Una ricerca del Politecnico di Milano ha individuato ben sette macro-aree di applicazione dell’ “Internet of Things”: dalle smart-city alla sanità. Quali sono attualmente, in Italia, le maggiori applicazioni in questa logica?

Sicuramente siamo molto attivi nel campo delle Smart City. Le grandi città, come Roma e Milano, utilizzano varie apparecchiature che rientrano nella prima categoria individuata dall’Osservatorio Internet of Things del Politecnico. Semafori connessi a videocamere, rilevatori di fumo gestiti da remoto e quelle che vengono chiamate “smart grid” (gestione intelligente degli apparati elettrici e idraulici) sono una realtà. La sfida è poter trasferire questi dispositivi almeno in tutti i capoluoghi di provincia. Si tratta di tecnologie scalabili, ovvero che si possono adattare ad ogni situazione, con evidenti vantaggi e risparmi economici (ad esempio si potrà conoscere ciclo di vita di un tubo prima che si rompa concretamente e debba essere sostituito).
I cittadini forse non si accorgono molto di questi cambiamenti. Sotto questo punto di vista, l’IoT che sfonderà sarà di certo quello della categoria degli indossabili.
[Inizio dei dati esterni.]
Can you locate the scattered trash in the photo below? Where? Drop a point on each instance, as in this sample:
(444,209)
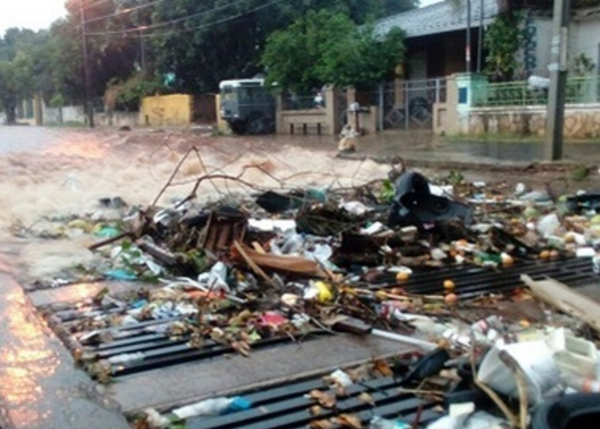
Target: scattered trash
(283,265)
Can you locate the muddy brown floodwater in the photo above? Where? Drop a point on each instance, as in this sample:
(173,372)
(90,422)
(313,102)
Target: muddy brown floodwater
(68,173)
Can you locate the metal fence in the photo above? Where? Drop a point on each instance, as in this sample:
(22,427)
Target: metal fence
(409,104)
(579,90)
(300,102)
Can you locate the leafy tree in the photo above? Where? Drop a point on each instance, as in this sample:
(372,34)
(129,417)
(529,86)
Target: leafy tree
(502,40)
(128,94)
(227,42)
(16,70)
(326,47)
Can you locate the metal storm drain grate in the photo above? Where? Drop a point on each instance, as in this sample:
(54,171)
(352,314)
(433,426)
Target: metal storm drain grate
(471,281)
(140,346)
(288,406)
(151,344)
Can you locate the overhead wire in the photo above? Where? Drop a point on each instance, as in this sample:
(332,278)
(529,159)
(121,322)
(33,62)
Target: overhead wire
(134,32)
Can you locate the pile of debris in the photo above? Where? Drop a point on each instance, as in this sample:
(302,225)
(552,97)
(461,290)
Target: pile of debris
(286,265)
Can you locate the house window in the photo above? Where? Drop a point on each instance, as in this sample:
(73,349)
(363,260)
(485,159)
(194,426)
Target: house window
(462,95)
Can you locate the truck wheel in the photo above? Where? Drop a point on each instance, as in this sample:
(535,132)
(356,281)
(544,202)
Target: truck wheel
(239,127)
(257,123)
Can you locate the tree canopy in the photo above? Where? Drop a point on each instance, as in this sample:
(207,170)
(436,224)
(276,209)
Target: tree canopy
(327,47)
(136,44)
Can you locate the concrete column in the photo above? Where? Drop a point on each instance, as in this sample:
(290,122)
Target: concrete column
(279,128)
(350,99)
(331,107)
(399,94)
(38,111)
(452,106)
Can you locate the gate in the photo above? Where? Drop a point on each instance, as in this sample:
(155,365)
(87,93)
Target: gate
(409,104)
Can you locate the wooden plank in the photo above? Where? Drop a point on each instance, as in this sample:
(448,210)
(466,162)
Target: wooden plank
(566,300)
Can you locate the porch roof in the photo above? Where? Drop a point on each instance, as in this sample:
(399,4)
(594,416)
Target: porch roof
(438,18)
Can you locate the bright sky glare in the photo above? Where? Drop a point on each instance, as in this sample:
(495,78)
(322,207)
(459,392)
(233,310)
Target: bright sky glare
(38,14)
(33,14)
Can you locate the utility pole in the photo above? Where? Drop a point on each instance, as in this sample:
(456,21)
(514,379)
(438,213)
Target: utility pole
(555,113)
(468,46)
(142,52)
(480,37)
(86,69)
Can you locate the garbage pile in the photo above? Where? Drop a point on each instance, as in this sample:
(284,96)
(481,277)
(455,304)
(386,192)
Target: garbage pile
(284,265)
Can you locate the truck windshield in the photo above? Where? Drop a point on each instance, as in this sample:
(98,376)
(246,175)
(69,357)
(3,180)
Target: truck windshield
(228,93)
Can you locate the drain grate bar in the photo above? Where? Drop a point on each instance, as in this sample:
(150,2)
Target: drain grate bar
(472,281)
(285,406)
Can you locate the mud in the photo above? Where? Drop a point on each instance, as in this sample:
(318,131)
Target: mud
(68,175)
Una frontiera interessante sono gli “indossabili”. Ci spiega il significato?

Non bisogna confondere l’Internet delle cose con le tecnologie indossabili o wearable, concetto molto di moda ultimamente che è solo una delle declinazioni di IoT. Per indossabili ci si riferisce infatti a dispositivi capaci di comunicare con la rete, piccoli e da poter propriamente “indossare”. Che si tratti di occhialini, bracciali, orologi o fotocamere, siamo dinanzi ad accessori che hanno quasi perso la loro caratteristica principale per assumere forme e utilizzi diversi, grazie all’accesso alla rete. Possiamo considerare gli indossabili come una categoria dell’Internet delle cose. Di certo è quella più vicina alle persone per via dei costi più accessibili (ci sono braccialetti anche a meno di 100 euro) e della possibilità di essere portati sempre con sé (non mi sognerei mai di viaggiare con un rilevatore di fumo intelligente, mentre con uno smartwatch si, e avrebbe anche più senso).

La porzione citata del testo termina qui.